The Russian Red Army freed the camp in 1945. Hela and her sister Sela went to Zaltzhaim displaced persons camp in Germany.
Sela met a young man called Shlomo Danziger there and they got married.
Hela met a young man called Yosef Altman in Zaltzhaim and they got married in March 1946. The pictures from their wedding got lost, so when they were at their friends' wedding a few weeks later, they took another picture as if it were at their own wedding. On February 20th, 1947 their daughter was born and they decided to name her after Hela`s mother (who was killed during the Holocaust) – Miriam.
Hela and Yosef Altman registered together with her sister Sela and her husband, and with Yosef`s brother Abraham and his family for immigration to Palestine and came to Palestine in April 26, 1948. Hela and Yosef came by plane since they had a little baby.
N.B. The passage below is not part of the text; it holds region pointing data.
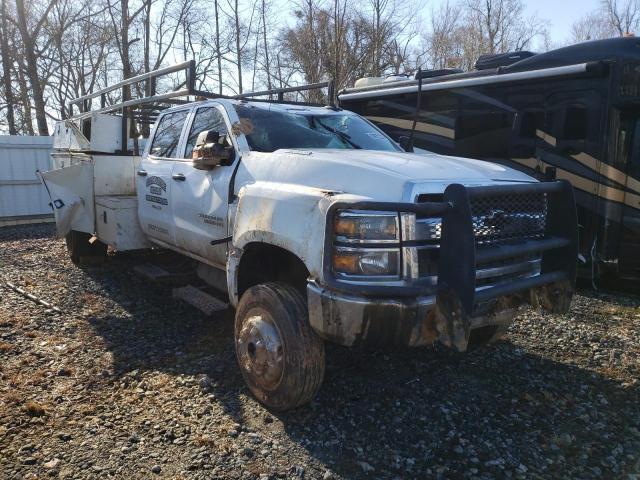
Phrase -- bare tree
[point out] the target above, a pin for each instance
(7, 63)
(593, 26)
(30, 24)
(623, 16)
(442, 44)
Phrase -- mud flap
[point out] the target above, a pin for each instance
(71, 192)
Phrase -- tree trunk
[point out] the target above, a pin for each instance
(266, 46)
(6, 69)
(31, 69)
(218, 53)
(26, 102)
(239, 53)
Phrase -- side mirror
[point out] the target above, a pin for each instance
(212, 149)
(405, 143)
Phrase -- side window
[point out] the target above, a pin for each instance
(207, 118)
(167, 137)
(531, 121)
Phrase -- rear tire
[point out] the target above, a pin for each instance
(281, 358)
(81, 251)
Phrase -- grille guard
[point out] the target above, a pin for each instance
(460, 254)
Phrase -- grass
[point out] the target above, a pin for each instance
(34, 409)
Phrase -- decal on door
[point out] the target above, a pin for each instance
(211, 219)
(156, 188)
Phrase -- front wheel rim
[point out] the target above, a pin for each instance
(260, 350)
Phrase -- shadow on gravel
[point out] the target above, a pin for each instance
(387, 414)
(434, 412)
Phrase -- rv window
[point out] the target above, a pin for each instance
(167, 136)
(208, 118)
(575, 123)
(531, 121)
(624, 139)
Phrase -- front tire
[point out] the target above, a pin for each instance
(281, 358)
(81, 251)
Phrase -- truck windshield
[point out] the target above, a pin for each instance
(270, 130)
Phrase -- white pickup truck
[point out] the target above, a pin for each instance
(320, 228)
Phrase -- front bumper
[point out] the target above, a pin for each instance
(347, 319)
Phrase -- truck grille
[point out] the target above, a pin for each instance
(496, 220)
(511, 217)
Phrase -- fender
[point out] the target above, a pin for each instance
(288, 216)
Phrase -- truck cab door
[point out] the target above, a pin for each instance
(154, 185)
(201, 197)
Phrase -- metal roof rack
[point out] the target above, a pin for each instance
(160, 101)
(146, 109)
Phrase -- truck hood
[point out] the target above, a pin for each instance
(385, 176)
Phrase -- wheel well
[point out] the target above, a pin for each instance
(262, 263)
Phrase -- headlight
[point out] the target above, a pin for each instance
(379, 259)
(361, 226)
(366, 262)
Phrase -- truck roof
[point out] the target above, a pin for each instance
(263, 105)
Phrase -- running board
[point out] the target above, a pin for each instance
(206, 303)
(165, 274)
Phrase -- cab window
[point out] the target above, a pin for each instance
(167, 136)
(207, 118)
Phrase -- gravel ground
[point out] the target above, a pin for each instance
(127, 383)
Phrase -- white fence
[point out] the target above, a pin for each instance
(22, 197)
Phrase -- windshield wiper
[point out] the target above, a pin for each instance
(345, 137)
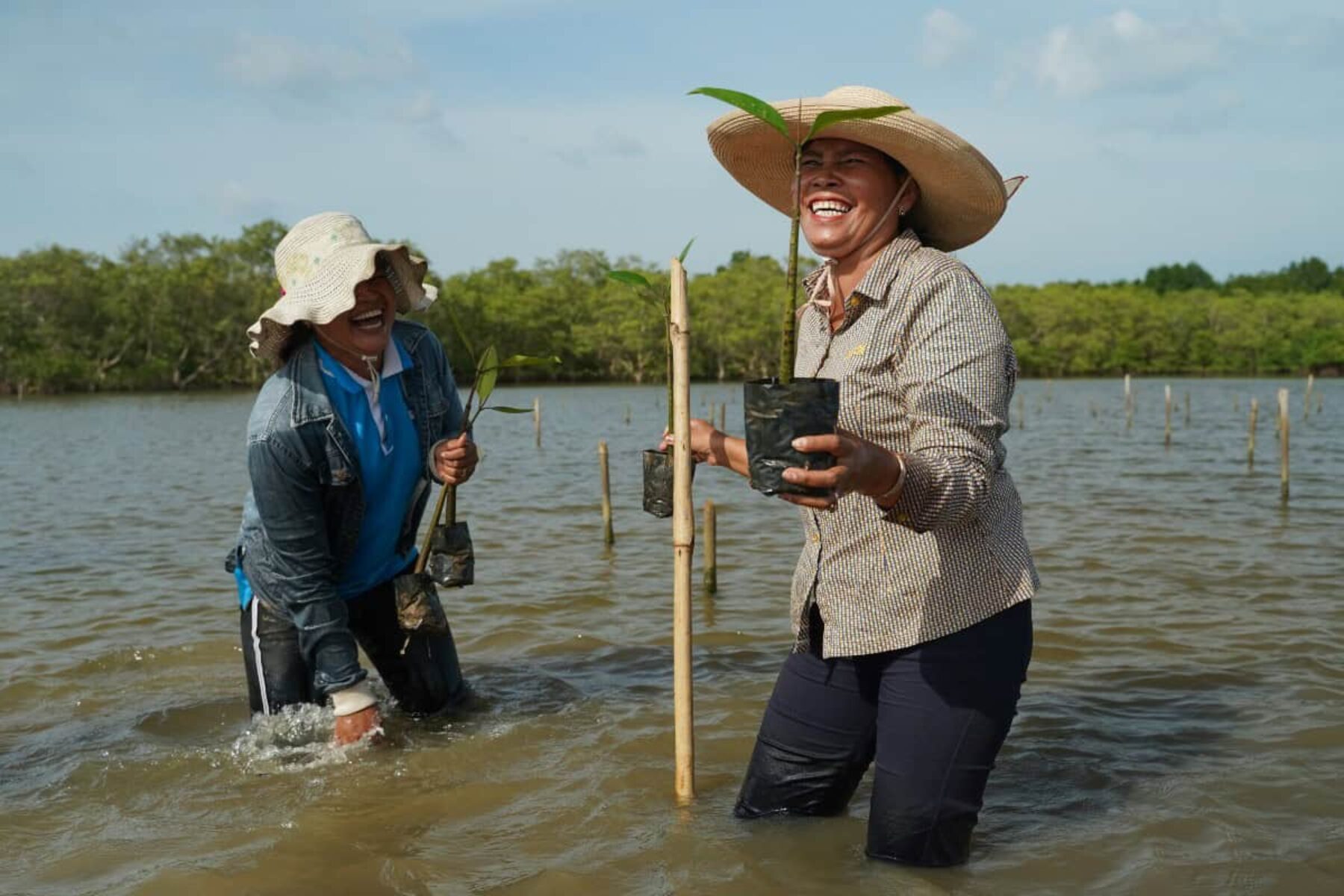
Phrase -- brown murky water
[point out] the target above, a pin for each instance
(1182, 731)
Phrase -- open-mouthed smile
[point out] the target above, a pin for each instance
(828, 208)
(369, 321)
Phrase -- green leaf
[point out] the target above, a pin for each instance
(457, 328)
(529, 361)
(629, 279)
(685, 252)
(759, 109)
(836, 116)
(487, 374)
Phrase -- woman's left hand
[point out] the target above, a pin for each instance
(455, 460)
(860, 467)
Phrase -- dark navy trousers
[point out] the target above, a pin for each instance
(930, 719)
(425, 677)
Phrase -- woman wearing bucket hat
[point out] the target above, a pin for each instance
(343, 441)
(912, 598)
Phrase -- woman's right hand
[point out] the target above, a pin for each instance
(714, 448)
(356, 726)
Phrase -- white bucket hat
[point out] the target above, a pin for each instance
(961, 195)
(319, 264)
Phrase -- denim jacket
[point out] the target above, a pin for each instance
(302, 514)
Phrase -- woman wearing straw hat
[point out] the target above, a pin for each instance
(343, 441)
(912, 597)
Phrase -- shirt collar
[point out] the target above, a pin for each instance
(394, 363)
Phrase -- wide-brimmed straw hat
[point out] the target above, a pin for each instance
(961, 193)
(319, 262)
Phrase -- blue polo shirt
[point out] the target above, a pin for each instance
(390, 464)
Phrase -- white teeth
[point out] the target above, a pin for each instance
(828, 208)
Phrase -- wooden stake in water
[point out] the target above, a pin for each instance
(608, 532)
(1283, 444)
(1169, 415)
(683, 539)
(712, 561)
(1250, 441)
(1129, 405)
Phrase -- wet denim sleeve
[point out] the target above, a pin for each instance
(289, 501)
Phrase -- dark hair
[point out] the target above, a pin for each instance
(299, 334)
(900, 171)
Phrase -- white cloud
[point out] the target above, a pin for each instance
(428, 114)
(1125, 52)
(945, 37)
(281, 62)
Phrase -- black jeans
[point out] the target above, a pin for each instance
(933, 716)
(423, 680)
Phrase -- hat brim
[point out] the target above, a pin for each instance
(961, 193)
(327, 297)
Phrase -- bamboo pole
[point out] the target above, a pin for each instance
(1250, 440)
(1129, 405)
(712, 561)
(1169, 438)
(608, 532)
(683, 539)
(1283, 444)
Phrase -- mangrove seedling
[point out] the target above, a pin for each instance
(658, 464)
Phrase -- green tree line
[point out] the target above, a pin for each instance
(171, 314)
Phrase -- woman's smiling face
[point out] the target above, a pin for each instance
(366, 328)
(847, 188)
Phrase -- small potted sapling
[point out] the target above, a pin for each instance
(781, 408)
(658, 462)
(450, 559)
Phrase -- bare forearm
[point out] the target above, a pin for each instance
(730, 452)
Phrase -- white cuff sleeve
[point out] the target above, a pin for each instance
(351, 700)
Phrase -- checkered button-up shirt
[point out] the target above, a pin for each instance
(925, 370)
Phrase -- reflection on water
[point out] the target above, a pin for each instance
(1180, 731)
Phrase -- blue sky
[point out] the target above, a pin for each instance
(1152, 132)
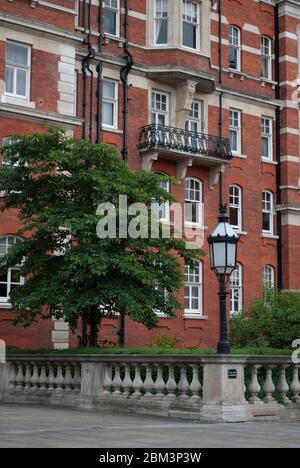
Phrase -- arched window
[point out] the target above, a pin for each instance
(269, 277)
(161, 22)
(112, 17)
(267, 212)
(234, 48)
(236, 207)
(190, 24)
(236, 290)
(266, 58)
(193, 202)
(162, 211)
(193, 291)
(10, 279)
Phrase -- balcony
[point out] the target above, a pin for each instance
(185, 148)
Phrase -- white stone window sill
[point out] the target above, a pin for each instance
(196, 227)
(17, 101)
(195, 317)
(269, 236)
(112, 130)
(269, 161)
(238, 155)
(241, 233)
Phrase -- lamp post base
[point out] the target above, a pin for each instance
(224, 347)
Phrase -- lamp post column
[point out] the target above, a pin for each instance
(223, 345)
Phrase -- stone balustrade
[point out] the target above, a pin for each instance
(210, 388)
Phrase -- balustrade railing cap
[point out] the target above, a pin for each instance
(138, 358)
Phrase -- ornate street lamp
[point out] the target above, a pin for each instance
(223, 256)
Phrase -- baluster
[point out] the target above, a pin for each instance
(183, 384)
(127, 384)
(137, 382)
(254, 387)
(159, 385)
(20, 377)
(171, 383)
(76, 378)
(117, 381)
(195, 386)
(269, 387)
(68, 377)
(107, 382)
(295, 386)
(13, 376)
(28, 378)
(51, 377)
(282, 386)
(59, 380)
(43, 378)
(148, 384)
(35, 377)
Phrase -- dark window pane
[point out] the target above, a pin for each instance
(233, 63)
(3, 290)
(189, 36)
(110, 22)
(234, 216)
(162, 32)
(266, 222)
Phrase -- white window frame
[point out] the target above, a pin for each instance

They came to live with Yosef`s sister Rachel and her husband and lived in Tel Aviv. After a few months they rented a room in an apartment in the Shapiro neighborhood in Tel Aviv, in the same building as Hela`s sister Sela and her husband.
[…]
Hela`s husband Yosef worked in a Textile factory for a few months and then with his brother Abraham, bought machines and opened a weaving workshop together in Tel Aviv. They were partners ever since. Hela was a housewife and also helped Yosef in the workshop.
Yosef and Hela continued to observe a religious way of life in Israel. They learned Hebrew in Israel. At first they spoke Yiddish with Miriam, and when she started school they spoke Hebrew at home. When they did not want her to understand what they were talking about, they spoke Polish.
In 1955 Hela and Yosef moved with their daughter Miriam to the city of Ramat Gan, and Hela`s sister Sela with her family moved to the same building. Since the tragic years of the Holocaust, Hela and Sela were always together.
Hela`s daughter Miriam learned at the elementary school Mizrachi in Tel Aviv and at Yavne elementary school in Ramat Gan. Miriam continued her studies at a religious high school in Ramat Gan. Since Miriam was an only daughter she spent a lot of time with her friends in the Bnei Akiva youth movement. During her vacations she helped her father in his workshop. Hela and Yosef loved going with Miriam to the beach and traveling in Israel. They were very friendly people with many friends. They managed to find some childhood friends from Poland who survived the Holocaust and immigrated to Israel like them.
[…].
Yosef died in 1997 and Hela died in 1998 in Ra`anana, Israel.